Cela allait être difficile de jongler entre Chûô et le tournage qui avait débuté durant l’été. Pendant la période de vacances scolaires, il s’était exclusivement concentré sur le tournage et l’apprentissage de son rôle, délaissant un peu son second emploi, sans pour autant abandonner ses élèves. Mais depuis que la rentrée avait repris en septembre, il était débordé et avait du mal à trouver du temps pour souffler. Le tournage avait bien avancé. Il lui avait aussi fallu se remettre à la guitare pour son rôle. Cela avait été difficile, car depuis la fin officielle de PRAYER, il n’y avait jamais retouché. Elle avait trôné un moment dans son appartement, et la ressortir avait été une épreuve psychologique qui avait fait remonter beaucoup de souvenirs. Su Jin, Kai, Leigh, Eun Sil, Taiki … et … Mitsue. Hein ? Mitsue ? Pourquoi venait-elle subitement s’incruster dans ses pensées ? Peut-être tout simplement car il venait d’entendre une voix qui lui ressemblait ? Il se retourna par réflexe, et aperçut son étudiante se diriger vers lui. Merde, ce n’était pas seulement une voix qui lui ressemblait, c’était réellement la sienne.
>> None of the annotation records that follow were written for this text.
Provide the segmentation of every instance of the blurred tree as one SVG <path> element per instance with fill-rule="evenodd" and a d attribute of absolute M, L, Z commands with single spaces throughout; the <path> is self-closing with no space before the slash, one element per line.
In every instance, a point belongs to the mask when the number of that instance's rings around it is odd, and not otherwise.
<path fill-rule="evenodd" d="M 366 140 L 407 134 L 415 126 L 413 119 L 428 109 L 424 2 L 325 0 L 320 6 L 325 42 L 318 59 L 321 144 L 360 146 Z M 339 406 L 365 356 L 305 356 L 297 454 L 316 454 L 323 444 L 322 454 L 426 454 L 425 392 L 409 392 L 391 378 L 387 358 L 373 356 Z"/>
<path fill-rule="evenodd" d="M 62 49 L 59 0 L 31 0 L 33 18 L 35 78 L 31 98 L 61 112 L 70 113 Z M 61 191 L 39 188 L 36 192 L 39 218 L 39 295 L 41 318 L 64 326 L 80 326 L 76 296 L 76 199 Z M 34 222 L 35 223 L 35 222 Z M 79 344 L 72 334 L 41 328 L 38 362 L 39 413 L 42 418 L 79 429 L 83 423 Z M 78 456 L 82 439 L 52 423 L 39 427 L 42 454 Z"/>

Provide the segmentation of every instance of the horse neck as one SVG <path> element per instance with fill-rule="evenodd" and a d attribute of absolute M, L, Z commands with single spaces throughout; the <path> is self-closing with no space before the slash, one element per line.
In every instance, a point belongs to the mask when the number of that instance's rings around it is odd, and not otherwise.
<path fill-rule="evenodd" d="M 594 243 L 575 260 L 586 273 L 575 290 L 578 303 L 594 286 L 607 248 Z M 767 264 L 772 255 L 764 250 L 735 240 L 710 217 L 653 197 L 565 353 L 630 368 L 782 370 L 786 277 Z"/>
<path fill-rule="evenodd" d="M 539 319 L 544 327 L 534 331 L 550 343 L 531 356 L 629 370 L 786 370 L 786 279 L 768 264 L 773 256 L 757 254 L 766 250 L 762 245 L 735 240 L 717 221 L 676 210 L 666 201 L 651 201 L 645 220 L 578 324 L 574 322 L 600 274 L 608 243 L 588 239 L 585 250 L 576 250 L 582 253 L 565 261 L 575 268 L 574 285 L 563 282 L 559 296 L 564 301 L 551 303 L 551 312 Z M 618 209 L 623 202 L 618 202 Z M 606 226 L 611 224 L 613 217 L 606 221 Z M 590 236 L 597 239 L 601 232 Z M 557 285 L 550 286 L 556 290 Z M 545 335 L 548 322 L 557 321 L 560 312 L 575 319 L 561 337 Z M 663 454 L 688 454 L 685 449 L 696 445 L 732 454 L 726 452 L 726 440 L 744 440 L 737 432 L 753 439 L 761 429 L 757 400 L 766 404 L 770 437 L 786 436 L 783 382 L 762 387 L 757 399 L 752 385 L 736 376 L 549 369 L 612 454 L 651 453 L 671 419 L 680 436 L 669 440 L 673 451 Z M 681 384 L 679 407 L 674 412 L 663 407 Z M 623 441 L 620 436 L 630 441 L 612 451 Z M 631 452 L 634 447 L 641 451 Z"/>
Il déglutit discrètement, puis reprit contenance pour ne rien laisser paraître. Cela faisait un moment qu’il ne la croisait plus du tout en dehors des cours de groupe auxquels elle assistait. Mitsue avait mis fin aux cours particuliers de théâtre à la fin des vacances d’hiver en mars, souhaitant se consacrer à ses cours principaux à fond, et reconnaissante à Yûji de lui avoir permis de prendre de l’avance en théâtre. Au final cela avait arrangé Yûji à postériori car il ne savait pas comment il aurait pu gérer ses cours, les cours particuliers de la jeune fille et le tournage. Mais ça, à l’époque, il n’en savait rien. La seule chose était qu’une partie de lui était soulagée car il se torturait l’esprit à chaque cours avec elle, et une autre avait été terriblement déçue de perdre ce moment privilégié avec elle. Mais bordel Yûji, c’est une étudiante. Raison de plus pour tout donner pour ce tournage et arrêter son boulot à Chûô pour être acteur à temps plein ? Hein ? Il venait vraiment de penser ça ? Il se sentait con sur le moment.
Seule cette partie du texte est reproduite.